Chapéu de caubói, barba estilo Wolverine, ele na sua inquietude pisou no pé da senhorinha japonesa que subia naquele bondinho de San Francisco. Ela, muito educada, sufocou o gemido de dor. O rapaz, apesar da aparência, tinha coração de ouro e redimiu-se em mil desculpas. Mas esqueceu-se rapidamente da senhorinha para retomar o bate-papo animado com o negro alto, meio gordo, meio fortão e de sorriso fácil, dentes brancos, fartos. Era ele quem controlava o bondinho, baixava e levantava a alavanca em cada ponto de parada.

A senhorinha sentou-se ao meu lado. Só então reparei na pele do seu rosto. Aparentava maciez de pétalas, sem manchas e com rugas discretas, fininhas demais para quem devia ter 70 ou 80 anos. Quis elogiá-la, mas não avancei nas palavras. Ela, na sua discrição, com certeza sentia que eu a observava, mas disfarçou bem.

Eu insistia em olhar aquele rosto de paz. A senhorinha mantinha uma postura encolhida na sua humildade, na submissão consentida e feliz, braço dado ao marido. Eram unidos por um carinho mútuo de calma e que respingava em mim. Senti-me bem de estar ali. Era quase um privilégio.

Fiquei imaginando a dieta da senhorinha, rica em peixes, legumes. Alimentos que conservaram-lhe a pele alva. A vida dividida e sabiamente vivida deu-lhe paz e um brilho que enriqueceu ano a ano a pele, bochechas róseas como as de um bebê. Quis novamente elogiá-la, mas contive-me. Poderia incomodá-la. Deixei-a imersa no seu mundo.

O bondinho parou, ela desceu, o marido a segui-la, protegendo-a na descida dos degraus. Voltei então o olhar para o rapaz com barba de Wolverine, coração justo como o do personagem da Marvel. Falava alto, discrição inexistente:

- Você deve então ir para o Rio ou Salvador. Mas vou te avisando que não será fácil, não. As mulheres brasileiras são difíceis, viu? 

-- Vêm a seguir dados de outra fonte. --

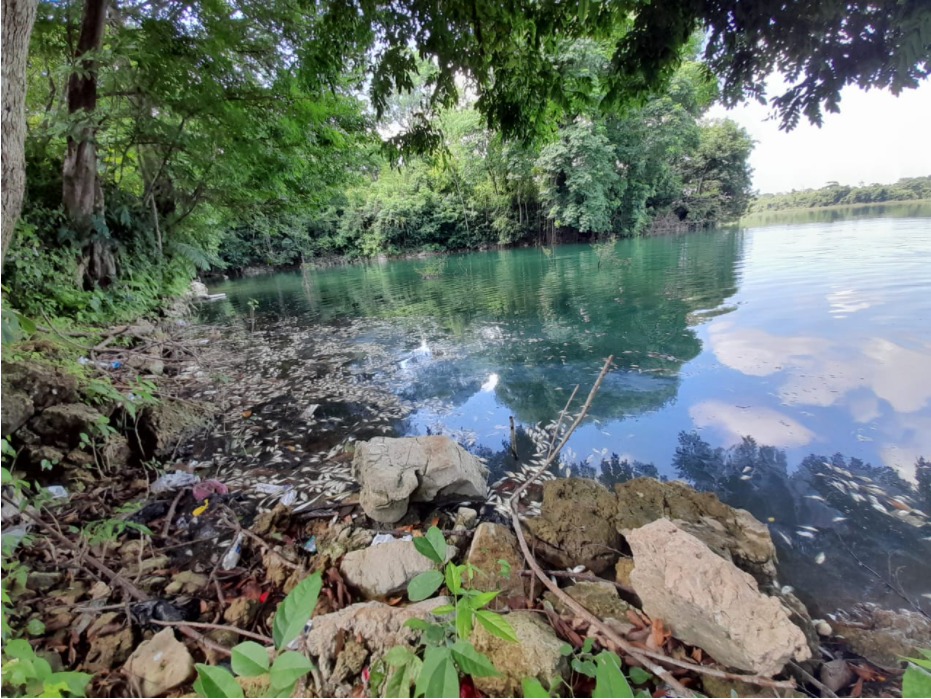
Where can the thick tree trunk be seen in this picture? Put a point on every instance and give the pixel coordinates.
(82, 195)
(18, 18)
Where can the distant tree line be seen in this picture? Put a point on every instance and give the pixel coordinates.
(834, 194)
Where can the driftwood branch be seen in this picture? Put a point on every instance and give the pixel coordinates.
(647, 658)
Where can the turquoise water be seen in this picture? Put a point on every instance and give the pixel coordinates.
(813, 339)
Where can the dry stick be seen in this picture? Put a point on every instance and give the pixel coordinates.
(217, 627)
(583, 576)
(640, 654)
(828, 692)
(127, 586)
(171, 513)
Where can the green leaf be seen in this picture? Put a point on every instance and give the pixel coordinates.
(399, 684)
(584, 667)
(438, 677)
(426, 548)
(424, 585)
(471, 662)
(453, 578)
(398, 655)
(916, 683)
(532, 689)
(289, 667)
(483, 598)
(294, 612)
(76, 682)
(496, 625)
(213, 681)
(609, 680)
(638, 675)
(249, 659)
(274, 692)
(436, 539)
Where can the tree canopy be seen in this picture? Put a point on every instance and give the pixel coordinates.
(162, 134)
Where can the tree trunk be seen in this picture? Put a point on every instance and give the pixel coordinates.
(82, 195)
(18, 18)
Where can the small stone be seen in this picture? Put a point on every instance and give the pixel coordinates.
(386, 569)
(491, 543)
(622, 570)
(160, 664)
(536, 654)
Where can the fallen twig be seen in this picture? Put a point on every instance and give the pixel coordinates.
(216, 627)
(642, 655)
(583, 576)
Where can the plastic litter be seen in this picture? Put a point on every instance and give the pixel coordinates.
(231, 559)
(385, 538)
(57, 491)
(173, 481)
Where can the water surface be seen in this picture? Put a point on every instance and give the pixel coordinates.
(785, 366)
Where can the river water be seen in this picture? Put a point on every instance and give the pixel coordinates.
(784, 364)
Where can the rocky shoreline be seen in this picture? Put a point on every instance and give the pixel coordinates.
(182, 513)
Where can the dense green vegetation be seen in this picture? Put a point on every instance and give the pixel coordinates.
(834, 194)
(166, 138)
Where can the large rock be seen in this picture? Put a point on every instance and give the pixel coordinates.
(376, 626)
(62, 425)
(732, 533)
(490, 544)
(892, 635)
(160, 664)
(44, 384)
(536, 654)
(708, 602)
(169, 422)
(15, 411)
(385, 569)
(396, 472)
(576, 525)
(600, 598)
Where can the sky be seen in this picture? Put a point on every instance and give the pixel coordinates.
(876, 137)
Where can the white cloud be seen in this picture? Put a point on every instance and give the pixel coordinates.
(877, 137)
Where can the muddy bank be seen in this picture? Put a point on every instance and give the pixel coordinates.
(248, 474)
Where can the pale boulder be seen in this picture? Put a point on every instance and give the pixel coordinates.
(395, 472)
(708, 602)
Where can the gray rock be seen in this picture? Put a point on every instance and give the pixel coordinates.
(536, 654)
(708, 602)
(396, 472)
(732, 533)
(160, 664)
(376, 626)
(576, 525)
(15, 411)
(491, 543)
(62, 425)
(386, 569)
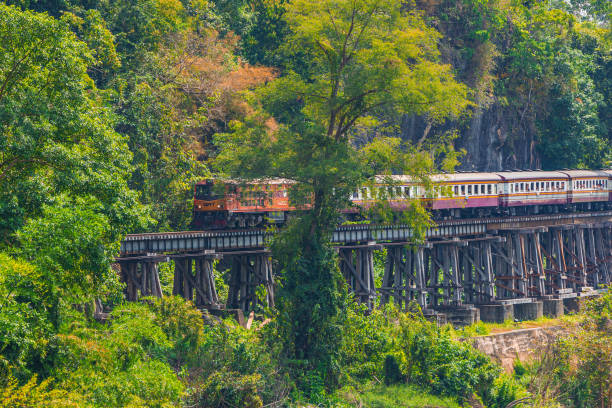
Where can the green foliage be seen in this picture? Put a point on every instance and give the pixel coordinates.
(33, 394)
(392, 372)
(56, 136)
(24, 322)
(574, 369)
(404, 396)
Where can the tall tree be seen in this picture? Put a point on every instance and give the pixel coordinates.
(56, 137)
(366, 58)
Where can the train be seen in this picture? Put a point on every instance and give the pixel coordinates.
(230, 204)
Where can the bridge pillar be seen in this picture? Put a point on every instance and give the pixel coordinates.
(603, 242)
(357, 267)
(194, 279)
(250, 270)
(404, 279)
(477, 271)
(508, 276)
(443, 274)
(141, 276)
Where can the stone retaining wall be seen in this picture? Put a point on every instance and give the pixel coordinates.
(508, 346)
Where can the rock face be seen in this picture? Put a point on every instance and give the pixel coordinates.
(508, 346)
(494, 139)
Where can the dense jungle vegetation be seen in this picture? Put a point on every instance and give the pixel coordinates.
(111, 110)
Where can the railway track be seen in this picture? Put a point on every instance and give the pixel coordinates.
(241, 239)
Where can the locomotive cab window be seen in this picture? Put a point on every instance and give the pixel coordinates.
(204, 192)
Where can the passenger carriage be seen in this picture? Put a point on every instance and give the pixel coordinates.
(587, 187)
(532, 189)
(609, 173)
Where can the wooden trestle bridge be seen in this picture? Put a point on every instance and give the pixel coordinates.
(494, 269)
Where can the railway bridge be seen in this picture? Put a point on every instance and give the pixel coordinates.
(491, 269)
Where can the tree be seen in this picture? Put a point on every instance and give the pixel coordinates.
(366, 58)
(55, 135)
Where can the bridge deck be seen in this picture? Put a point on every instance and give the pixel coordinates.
(230, 240)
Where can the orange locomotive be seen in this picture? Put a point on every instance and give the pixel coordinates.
(232, 204)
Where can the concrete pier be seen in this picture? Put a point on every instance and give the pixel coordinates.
(529, 311)
(498, 313)
(553, 307)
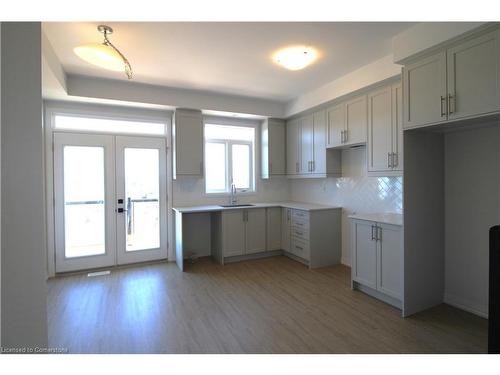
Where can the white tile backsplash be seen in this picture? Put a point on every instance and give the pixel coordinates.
(354, 192)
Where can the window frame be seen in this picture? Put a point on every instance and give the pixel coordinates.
(229, 160)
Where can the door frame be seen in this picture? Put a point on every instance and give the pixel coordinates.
(53, 108)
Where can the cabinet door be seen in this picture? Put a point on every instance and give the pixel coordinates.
(276, 147)
(379, 146)
(188, 144)
(424, 95)
(356, 121)
(389, 264)
(319, 143)
(364, 253)
(273, 228)
(233, 233)
(306, 144)
(292, 147)
(255, 234)
(335, 125)
(474, 77)
(286, 217)
(397, 126)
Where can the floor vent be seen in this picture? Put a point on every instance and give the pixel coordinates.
(99, 273)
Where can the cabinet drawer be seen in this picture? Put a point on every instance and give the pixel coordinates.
(300, 232)
(299, 247)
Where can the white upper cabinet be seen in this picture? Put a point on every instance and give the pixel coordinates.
(385, 133)
(462, 81)
(425, 91)
(307, 156)
(379, 130)
(336, 125)
(187, 142)
(347, 123)
(356, 121)
(306, 144)
(474, 77)
(292, 147)
(273, 148)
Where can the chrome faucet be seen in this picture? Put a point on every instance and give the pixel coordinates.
(232, 199)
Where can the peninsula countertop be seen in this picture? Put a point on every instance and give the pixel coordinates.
(295, 205)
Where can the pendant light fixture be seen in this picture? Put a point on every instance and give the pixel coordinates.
(104, 54)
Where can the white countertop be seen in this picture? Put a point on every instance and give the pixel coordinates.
(294, 205)
(385, 218)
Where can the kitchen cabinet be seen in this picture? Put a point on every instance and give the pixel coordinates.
(233, 233)
(286, 224)
(273, 148)
(313, 237)
(355, 121)
(292, 147)
(255, 230)
(306, 145)
(347, 123)
(384, 146)
(187, 143)
(273, 223)
(460, 81)
(243, 231)
(377, 259)
(473, 76)
(425, 91)
(336, 125)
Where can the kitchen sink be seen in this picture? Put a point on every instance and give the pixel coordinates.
(236, 205)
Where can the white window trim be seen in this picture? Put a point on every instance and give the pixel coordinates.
(253, 183)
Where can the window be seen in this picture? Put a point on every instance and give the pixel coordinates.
(65, 122)
(229, 158)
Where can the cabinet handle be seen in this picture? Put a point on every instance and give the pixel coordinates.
(450, 98)
(443, 110)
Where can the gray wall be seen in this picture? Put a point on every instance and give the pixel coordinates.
(472, 206)
(23, 293)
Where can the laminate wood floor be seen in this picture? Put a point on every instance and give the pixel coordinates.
(273, 305)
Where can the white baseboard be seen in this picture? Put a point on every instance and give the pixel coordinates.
(459, 303)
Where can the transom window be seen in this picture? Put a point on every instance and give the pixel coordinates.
(229, 158)
(105, 125)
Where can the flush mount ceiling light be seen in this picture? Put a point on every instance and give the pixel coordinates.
(104, 54)
(295, 58)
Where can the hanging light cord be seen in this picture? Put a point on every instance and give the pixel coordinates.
(128, 68)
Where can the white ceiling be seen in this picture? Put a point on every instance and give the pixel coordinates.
(231, 58)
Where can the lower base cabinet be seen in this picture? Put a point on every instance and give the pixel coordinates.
(377, 259)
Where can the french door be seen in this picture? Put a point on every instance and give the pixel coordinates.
(110, 200)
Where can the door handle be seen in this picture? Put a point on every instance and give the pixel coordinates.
(443, 111)
(450, 98)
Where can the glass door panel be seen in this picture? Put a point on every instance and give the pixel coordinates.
(84, 194)
(84, 210)
(141, 196)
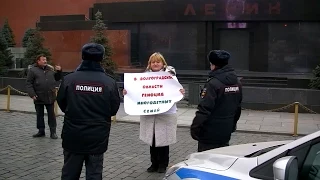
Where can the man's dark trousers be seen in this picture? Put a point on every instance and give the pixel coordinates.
(51, 117)
(73, 166)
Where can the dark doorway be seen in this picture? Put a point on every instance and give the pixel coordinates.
(237, 43)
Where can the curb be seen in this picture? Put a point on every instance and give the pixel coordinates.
(180, 126)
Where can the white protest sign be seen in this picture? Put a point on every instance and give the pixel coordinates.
(150, 93)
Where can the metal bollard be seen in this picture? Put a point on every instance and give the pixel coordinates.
(114, 119)
(296, 111)
(56, 104)
(8, 98)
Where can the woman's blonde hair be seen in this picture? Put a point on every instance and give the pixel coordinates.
(156, 57)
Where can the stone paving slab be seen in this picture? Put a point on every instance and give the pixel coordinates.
(25, 158)
(256, 121)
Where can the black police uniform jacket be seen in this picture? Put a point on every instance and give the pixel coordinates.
(88, 97)
(219, 108)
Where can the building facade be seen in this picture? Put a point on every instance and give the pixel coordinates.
(275, 36)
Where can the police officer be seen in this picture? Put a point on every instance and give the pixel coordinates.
(220, 105)
(88, 97)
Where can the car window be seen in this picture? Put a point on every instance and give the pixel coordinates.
(311, 166)
(265, 170)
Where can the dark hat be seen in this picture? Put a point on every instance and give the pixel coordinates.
(219, 58)
(92, 52)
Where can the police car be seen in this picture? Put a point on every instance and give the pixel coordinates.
(277, 160)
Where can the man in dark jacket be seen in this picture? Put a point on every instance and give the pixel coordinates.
(220, 105)
(40, 85)
(88, 97)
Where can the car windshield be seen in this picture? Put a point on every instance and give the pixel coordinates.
(262, 151)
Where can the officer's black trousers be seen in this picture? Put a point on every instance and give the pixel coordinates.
(40, 116)
(205, 147)
(73, 165)
(159, 155)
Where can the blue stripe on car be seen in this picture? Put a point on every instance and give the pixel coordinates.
(184, 173)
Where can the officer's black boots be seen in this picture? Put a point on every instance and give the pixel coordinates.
(53, 134)
(152, 168)
(41, 133)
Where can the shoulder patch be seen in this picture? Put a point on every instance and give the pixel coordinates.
(203, 93)
(89, 88)
(231, 89)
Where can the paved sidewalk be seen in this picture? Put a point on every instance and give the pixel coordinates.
(256, 121)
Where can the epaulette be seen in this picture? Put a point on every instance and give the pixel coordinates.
(209, 79)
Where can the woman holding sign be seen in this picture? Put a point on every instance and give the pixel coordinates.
(159, 130)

O controlador do bondinho achou graça naquele brasileiro e mostrou novamente seus dentes brancos. Eu já não podia mais ver pela moldura da janela a senhorinha curvada pela humildade do tempo. Ela ficara para trás no seu silêncio feliz, mas ainda podia sentir aquela imensa paz que resvalou em mim por instantes.

2 comentários:

  1. Sublime.

    há uma aura de encanto em cada pessoa que só pode ser percebida quando abrimos nossas janelas de sensações...

    Abraço!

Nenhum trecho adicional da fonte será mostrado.